In case anyone is interested in any of my past posts, an archive list can be found at the bottom of this page. I'd appreciate any feedback you may have by sending me an e-mail note--jertrav33@aol.com. Thanks for your interest.

Saturday, September 5

News Observations

Now we have an example of the old argument about where your religion and mine collide and who should win in any fight about who is infringing on whose religious freedoms. A Rowan County, Kentucky, clerk has decided she should have the ultimate decision about who should and shouldn’t be issued a marriage license, a decision based on her religious beliefs. Kim Davis is now spending time in jail for her decision and she is being supported by some of those Republicans now seeking the nomination for president, making noises about religious freedom in this country. She and they say she has the right to refuse to issue a same-sex marriage license because it goes against her beliefs. Let’s see, she was elected to this post and must have signed something about obeying the laws of the land even if those laws conflicted with her beliefs. What if I were elected to that same post and then decided that my faith didn’t allow for inter-racial marriage or inter-faith marriage or June/December marriage? What if I believed that divorce was against the word of God and that anyone who was divorced should not be allowed to give it another try? So, Kim Davis, thrice divorced, can’t be fired or impeached and she refuses to resign. What a silly conundrum she’s given us, what a silly picture she paints for the state of Kentucky and for all the silly Bible Belters who support her and her views. There, I guess I’ve insulted enough people—Kentuckians, BBers, and GOP politicians who should know better.
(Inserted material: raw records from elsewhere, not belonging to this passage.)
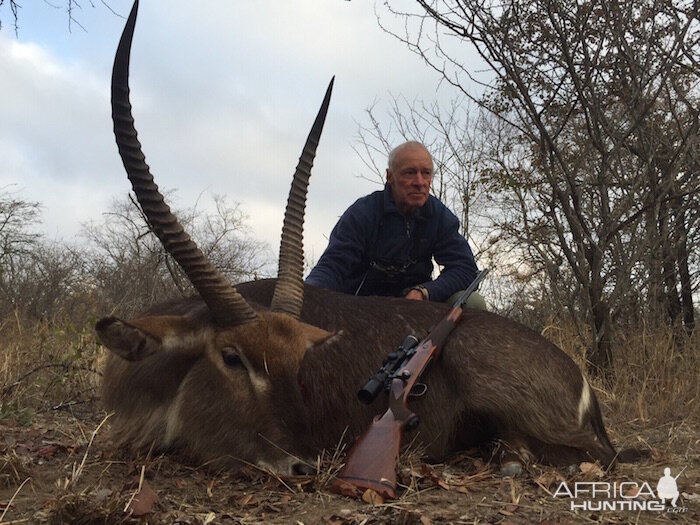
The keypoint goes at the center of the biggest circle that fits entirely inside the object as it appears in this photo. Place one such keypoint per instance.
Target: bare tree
(71, 8)
(18, 217)
(602, 98)
(131, 270)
A curious thing happened to The Diary of a Teenage Girl last week. After being in the local theaters for only two weeks, it simply disappeared overnight. Hmmm, I wonder if Dan Harkins, owner of the string of Harkins theaters in Arizona, got enough calls complaining about this movie that he decided to ship it out. Just as curious is the fact that he then put it back into two of his theaters. I guess they must be located in a more open-minded section of Phoenix, where folks don’t mind quite a bit of explicit on-screen sex.

Donald Trump continues to dominate the news, and not in a good way. He’s almost running out of people he can insult publicly. What he seems to be doing is giving the rest of the world a twenty-first century version of Burdick and Lederer’s Ugly American. You know, the pretentious, bombastic, ostentatious, jingoistic, chauvinistic fellow who thinks that all those “furiners” should learn to speak ‘Merican ‘stead of that stuff he can’t understand. We have fourteen more months of this campaign-trail bs. I wonder how many of those months we’ll have to see The Donald’s scowling face on every news item and tv story. I hope no more than another one or two.

I read that the syfy channel is producing a six-hour miniseries based on Arthur C. Clark’s Childhood’s End, scheduled to be out in mid-December. Childhood’s End has to be my favorite science fiction novel of all time. But it sounds like the tv adaptation may portray the aliens and their intentions as being sinister. I’ve always read Clarke’s meaning as very positive, the end of mankind’s childhood before he/we can move on to some higher level of existence. I guess I’ll just have to wait and see. I hope it’s at least a half-full glass.